Wang, who is a blacksmith by trade and an inheritor of the 500-year-old art of Dashuhua, literally meaning "creating tree flowers," in Yuxian County in the city of Zhangjiakou, north China's Hebei Province.

Scrap iron is melted to 1,600 degrees Celsius and thrown against a cold wall to create a firework effect.

Wang De, 55, and his assistants have presented over a dozen performances for villagers and tourists since Feb. 6 as part of the activities to celebrate the Spring Festival, or the Lunar New Year. This year's Spring Festival fell on Feb. 5. His night gigs will end after Wednesday.

It takes four people to complete the performance in the Tree Flower Square of the Nuanquan Town. Wang is the lead performer, while the other three help him manage the iron furnace.

For a show, Wang, wearing a straw hat and a thick sheepskin coat to protect him from the heat, holds a willow spoon in his hand, walks up to the furnace near the wall, dips the spoon into the furnace, and slings a spoonful of molten iron on the wall. The bursts of sparks from the wall wins thunderous applause from the audience.

Each performance uses about 300 kg of molten iron, which he buys from scrap stations.

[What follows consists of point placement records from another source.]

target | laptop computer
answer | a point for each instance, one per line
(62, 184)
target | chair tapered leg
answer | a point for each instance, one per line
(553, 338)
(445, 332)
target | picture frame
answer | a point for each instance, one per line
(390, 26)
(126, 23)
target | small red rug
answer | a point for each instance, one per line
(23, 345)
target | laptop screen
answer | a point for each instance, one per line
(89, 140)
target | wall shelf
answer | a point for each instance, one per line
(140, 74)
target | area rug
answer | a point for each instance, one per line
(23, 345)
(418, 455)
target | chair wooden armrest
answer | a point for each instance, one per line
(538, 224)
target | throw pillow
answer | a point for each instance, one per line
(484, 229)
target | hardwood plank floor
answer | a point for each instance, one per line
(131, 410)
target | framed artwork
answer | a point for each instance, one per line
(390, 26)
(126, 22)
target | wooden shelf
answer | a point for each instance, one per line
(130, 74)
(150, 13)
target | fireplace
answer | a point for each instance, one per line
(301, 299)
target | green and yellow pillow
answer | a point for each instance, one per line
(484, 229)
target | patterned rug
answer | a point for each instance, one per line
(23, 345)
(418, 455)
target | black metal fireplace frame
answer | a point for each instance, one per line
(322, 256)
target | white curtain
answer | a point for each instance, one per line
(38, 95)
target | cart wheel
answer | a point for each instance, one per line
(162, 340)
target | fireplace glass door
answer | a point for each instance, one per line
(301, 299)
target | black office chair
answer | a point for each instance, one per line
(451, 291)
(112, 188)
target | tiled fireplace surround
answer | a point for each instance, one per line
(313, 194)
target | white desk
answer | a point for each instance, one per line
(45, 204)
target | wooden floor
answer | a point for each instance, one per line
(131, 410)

"I wear the sheepskin coat inside out so it is not easily ignited when the sparks hit it," he said. His straw hat is specially designed with a wide downward brim so sparks will roll down without inflaming the hat.

But the high-risk tradition is still a game for the brave. During a performance years ago, Wang suffered heavy burns on his leg. "It took me two months to recover, " he recalled. He still bears the scars from the burning sparks.

An intangible cultural heritage of Hebei province, the art is found only in Nuanquan Township, which was founded in the Ming dynasty (1368-1644) as a garrison for Beijing.

The iron-making industry flourished in the township as a base for making weapons. Blacksmiths drew inspiration from the sparks and amused themselves by throwing molten iron on the wall during the festive season.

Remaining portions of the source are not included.